Halkın partisi olduğunu iddia eden bir parti var biliyorsunuz, Türk siyaset perdesinde…

Her zamanki gibi Vasıfsız’ı oynuyorlar...

Bu sefer ne yaptılar?

TSK’nın yüz karası bir takım cuntacının ‘’ipleri eline alma’’ girişiminin bir nebze pasifize edildiği saatlerde çıkıp, ‘’demokrasinin yanındayız’’ diye üstünkörü ve kurnazlık dolu bir açıklama yaptılar.

Ne kadar mantıklı değil mi?

Bir yanda Yurtta Sulh kisveli, sembolik demokrasi mimarı kanlı bir harekât, diğer yanda ise yurdun ta kendisi milli irade…

Ortada bir savaş var. Ve kim kazanırsa onun yanında yer alacaklar. Sonuçta biri etiket diğeri kumaş olmak üzere iki cephe de demokrasi vadediyor. Her iki durumda da ‘’demokrasinin koruyucusu’’ olacaklar(!)
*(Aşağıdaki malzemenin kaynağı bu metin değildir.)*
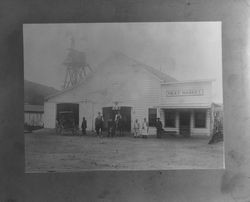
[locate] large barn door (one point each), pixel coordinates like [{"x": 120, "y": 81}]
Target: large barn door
[
  {"x": 49, "y": 115},
  {"x": 109, "y": 113},
  {"x": 69, "y": 107}
]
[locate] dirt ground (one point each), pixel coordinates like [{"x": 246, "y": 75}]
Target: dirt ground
[{"x": 47, "y": 152}]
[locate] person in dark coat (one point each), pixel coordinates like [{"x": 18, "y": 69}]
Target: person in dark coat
[
  {"x": 84, "y": 126},
  {"x": 98, "y": 124},
  {"x": 158, "y": 126}
]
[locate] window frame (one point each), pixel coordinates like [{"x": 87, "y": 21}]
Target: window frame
[
  {"x": 197, "y": 124},
  {"x": 166, "y": 121},
  {"x": 151, "y": 123}
]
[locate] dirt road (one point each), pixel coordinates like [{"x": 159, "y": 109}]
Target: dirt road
[{"x": 47, "y": 152}]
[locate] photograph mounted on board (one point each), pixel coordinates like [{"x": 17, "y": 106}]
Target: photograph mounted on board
[{"x": 123, "y": 96}]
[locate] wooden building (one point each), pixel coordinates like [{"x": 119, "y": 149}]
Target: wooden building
[
  {"x": 139, "y": 91},
  {"x": 33, "y": 115}
]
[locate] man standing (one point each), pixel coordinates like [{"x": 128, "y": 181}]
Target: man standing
[
  {"x": 136, "y": 128},
  {"x": 98, "y": 124},
  {"x": 158, "y": 126},
  {"x": 144, "y": 128},
  {"x": 84, "y": 126}
]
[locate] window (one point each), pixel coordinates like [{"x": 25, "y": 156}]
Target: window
[
  {"x": 170, "y": 118},
  {"x": 200, "y": 119},
  {"x": 152, "y": 115}
]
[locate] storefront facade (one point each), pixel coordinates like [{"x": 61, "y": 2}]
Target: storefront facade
[{"x": 185, "y": 107}]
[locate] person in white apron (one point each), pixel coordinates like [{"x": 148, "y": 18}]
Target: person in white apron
[
  {"x": 144, "y": 128},
  {"x": 136, "y": 128}
]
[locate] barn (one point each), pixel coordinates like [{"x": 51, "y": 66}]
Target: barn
[{"x": 138, "y": 91}]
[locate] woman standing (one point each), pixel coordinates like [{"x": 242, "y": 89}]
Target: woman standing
[{"x": 144, "y": 129}]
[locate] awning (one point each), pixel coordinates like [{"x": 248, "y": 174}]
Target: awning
[{"x": 185, "y": 106}]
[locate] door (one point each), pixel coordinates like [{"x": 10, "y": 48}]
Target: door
[
  {"x": 184, "y": 123},
  {"x": 109, "y": 113}
]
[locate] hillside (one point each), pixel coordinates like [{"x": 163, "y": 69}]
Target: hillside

Birileri de oturup, helal olsun muhalefet böyle olmalı diye alkışlıyor!

Ana muhalefetin milliyetçi kolu -her ne kadar 17-25 Aralık sürecinde yapılan yolsuzluk gibi algı oyunlarına bağıra bağıra eşlik etse de- ihanet belirdiği anda berrak bir dille ‘’reddiye’’ yayınlarken, diğeri zaten vatan satmayı alışkanlık haline getirdiği için bu kanlı hıyanete de bulanık reaksiyonlar gösteriyor.

* * *

Peki, genel manzara nasıl?

Vay efendim memleket tek yumruk olmuş, vay efendim siyasiler ortak paydada buluşmuş, vay efendim sonunda birleştik!
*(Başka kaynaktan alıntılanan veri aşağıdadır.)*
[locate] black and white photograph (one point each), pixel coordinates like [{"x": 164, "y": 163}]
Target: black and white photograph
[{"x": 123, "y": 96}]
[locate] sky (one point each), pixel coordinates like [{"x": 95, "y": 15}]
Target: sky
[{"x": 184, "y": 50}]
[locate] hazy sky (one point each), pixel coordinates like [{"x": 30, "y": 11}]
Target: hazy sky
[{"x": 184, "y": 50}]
İtiraz ediyorum efendiler!

Birleşmedik!

Sözde demokrasinin cüce muhafızları, önce durum değerlendirmesi yapıp, bir müddet suskun kaldılar. Ve çıkarlarını kollayarak, umut bağladıkları darbecilerin başarısızlığını görüp, orada burada ‘’darbeye hayır’’ palavraları attılar.

Asırlık ihanet çınarlarına, yeni ve taze gibi görünen fakat netice itibariyle aynı pörsümüş kökün evladı olan, kokuşmuş bir gösteriş dalı eklediler.

Ama ne olursa olsun milli şuurda birleşmediler.

Güçlü olanın yancısı oldular!

* * *

Dolunay kadar pak, statükolar kadar net bir gerçek:

Din simsarı ihanet şebekesinin sivil halka yönelik askeri saldırısı başarılı olsaydı, yıllardır putlara ibadet etmekle meşgul olup, kutsal fikir ve kutsal aksiyon bâbında faideli tek bir icraatı bile bulunmayan bu halkperver(!) zihniyet, tabiatları gereği cunta yalakalığına soyunacaktı.

Nitekim içlerinde hapsettikleri melanet kırıntılarını yavaş yavaş silkelemeye başladılar.

Malûm, OHAL…

Körebe oynamaktan vazgeçenler için amaç çok açık:

Ülkedeki terörist temizliğinin önüne set çeken gereksiz formaliteleri saf dışı bırakmak…

Peki, bunlar ne yaptı?

Bunlar OHAL ile hâlleşemediler. Her zamanki gibi PKK’nın diplomatik yüzü HDP ile hemhâl olup, memleketin olağanüstü ahvaline tüy diktiler.

Demokrasi mitingleri düzenleyip, demokrasiye vurulan kılıncı eritmek adına yayımlanan OHAL’e sivil darbe dediler.

Millet kendi askeriyle savaşırken; bunlar meydanlarda ağaç dediler, gezi dediler, laisizm dediler, gericilik dediler, faşizm dediler.

Halk ne dediyse tersini söylediler.

Üstelik utanmadan halkın zaferini kendilerine mâl ettiler.

* * *

O yüzden dedim ya:

Birleşmedik efendiler!

Birleşmeyeceğiz de!

Bu düzenbazların memleket edebiyatına kanmayacağız.

Çünkü memleket biziz!

Ya yeniden doğacak o kutlu fikri emzireceğiz, ya çoktan ölmüş lağım çukurlarında yeniden boğulacağız!